A native of small-town northern Iowa, Trachsel wonders what it says about the modern university as a center of human knowledge that it so restricts the presence of both wild and domesticated animals. By comparing the current University of Iowa campus to its earlier iterations, when human-animal relationships were more common and fluid, Trachsel questions what it means for “entire institutions to have created an alternative realm to the natural world.”

Animals are prohibited from UI offices and living spaces; a group of feral cats that staff and students in the College of Nursing had befriended in the 1990s were forcibly removed. There is also control for allergens, fear of institutional liability, and anything else that might be deemed a non-human threat. In general, learning spaces are increasingly sterile and technologically controlled.

“I’m not sure it's healthy or otherwise advantageous to separate what we understand as learning and knowing from the rest of the natural world,” notes Trachsel.
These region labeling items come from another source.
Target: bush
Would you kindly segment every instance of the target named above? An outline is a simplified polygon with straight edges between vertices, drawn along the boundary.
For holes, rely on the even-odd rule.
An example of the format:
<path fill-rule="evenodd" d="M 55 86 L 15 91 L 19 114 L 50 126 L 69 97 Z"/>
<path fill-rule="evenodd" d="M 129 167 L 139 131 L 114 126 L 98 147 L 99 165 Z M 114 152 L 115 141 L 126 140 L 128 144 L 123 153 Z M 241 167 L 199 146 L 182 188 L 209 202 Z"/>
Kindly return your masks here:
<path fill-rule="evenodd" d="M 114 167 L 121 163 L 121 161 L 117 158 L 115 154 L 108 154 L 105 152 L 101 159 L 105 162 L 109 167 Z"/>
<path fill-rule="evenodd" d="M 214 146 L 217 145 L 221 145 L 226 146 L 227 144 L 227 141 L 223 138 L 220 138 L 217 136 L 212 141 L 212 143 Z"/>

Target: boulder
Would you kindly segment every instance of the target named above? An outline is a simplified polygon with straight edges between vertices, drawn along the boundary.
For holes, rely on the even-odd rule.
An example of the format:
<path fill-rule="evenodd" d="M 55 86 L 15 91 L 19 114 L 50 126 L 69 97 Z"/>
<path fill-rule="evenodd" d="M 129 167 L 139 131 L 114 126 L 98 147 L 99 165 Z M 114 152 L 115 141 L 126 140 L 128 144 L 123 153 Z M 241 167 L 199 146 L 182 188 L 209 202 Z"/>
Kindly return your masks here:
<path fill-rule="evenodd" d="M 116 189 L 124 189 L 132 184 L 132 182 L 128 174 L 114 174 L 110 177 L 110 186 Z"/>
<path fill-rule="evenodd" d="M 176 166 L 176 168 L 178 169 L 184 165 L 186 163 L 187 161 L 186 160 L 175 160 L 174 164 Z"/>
Book Spans "Human Uniqueness" and Language-Enabled Animals

In addition to a chapter surveying the history of animals on the University of Iowa campus, other chapters of Trachsel's book include an analysis of neurolinguistic claims of “human uniqueness” and critical responses from lab scientists who work with “language-enabled” apes, dolphins, and parrots. Another chapter examines human communication with other animals outside of laboratory settings, and another looks at scientists’ relationships to their non-human animal subjects.
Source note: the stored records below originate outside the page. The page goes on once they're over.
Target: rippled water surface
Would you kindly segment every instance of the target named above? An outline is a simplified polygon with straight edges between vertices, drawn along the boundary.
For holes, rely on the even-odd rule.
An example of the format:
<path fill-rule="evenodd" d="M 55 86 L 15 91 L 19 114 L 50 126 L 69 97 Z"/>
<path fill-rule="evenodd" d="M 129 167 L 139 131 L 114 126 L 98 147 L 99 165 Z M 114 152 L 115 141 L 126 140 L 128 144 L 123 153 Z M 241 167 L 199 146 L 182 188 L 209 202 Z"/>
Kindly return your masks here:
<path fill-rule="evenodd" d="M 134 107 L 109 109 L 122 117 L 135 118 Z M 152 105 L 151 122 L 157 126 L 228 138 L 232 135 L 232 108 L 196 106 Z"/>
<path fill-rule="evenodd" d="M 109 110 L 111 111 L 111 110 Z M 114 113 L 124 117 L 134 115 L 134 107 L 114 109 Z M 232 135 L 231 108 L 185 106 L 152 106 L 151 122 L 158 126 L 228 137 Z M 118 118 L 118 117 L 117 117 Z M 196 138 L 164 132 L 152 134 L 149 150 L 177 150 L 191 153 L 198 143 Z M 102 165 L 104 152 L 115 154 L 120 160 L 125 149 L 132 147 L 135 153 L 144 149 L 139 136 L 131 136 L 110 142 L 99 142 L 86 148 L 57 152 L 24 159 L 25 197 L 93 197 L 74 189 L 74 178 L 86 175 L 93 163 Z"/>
Trachsel views educators as the most important audience for the book. She hopes the work will motivate them to explore and exercise their own biophilia and to discover ways to help their students do the same.

Returning to non-human species on the University of Iowa campus, Trachsel muses over the recently escaped goat and all of the ways that people got involved in the short-lived story: “PETA was concerned about the well-being of the goat—that he was cold and hungry. But then a researcher from Iowa State commented that goats are both very hardy and very clever. Other people used the goat as comic relief, putting up wanted signs around campus. Clearly many people were interested in the story.”

Pockets of Acceptable Presence

Trachsel is heartened that there are increasingly more pockets of acceptable animal presence on university campuses, including the University of Iowa’s therapy dog visits during finals week, sponsored by the student group PAWS.  She also points to field work and applied study programs such as Eastern Kentucky University’s Minor in Horses, Humans, and Health and an anthrozoology program at Carroll College in Montana that explores the human-animal bond.

Closer to home, Trachsel imagines an Animal Studies curriculum that partners the University of Iowa with the College of Veterinary Medicine at Iowa State University. Such a program could allow students to learn about the natural world by studying and developing their relationships with other animals.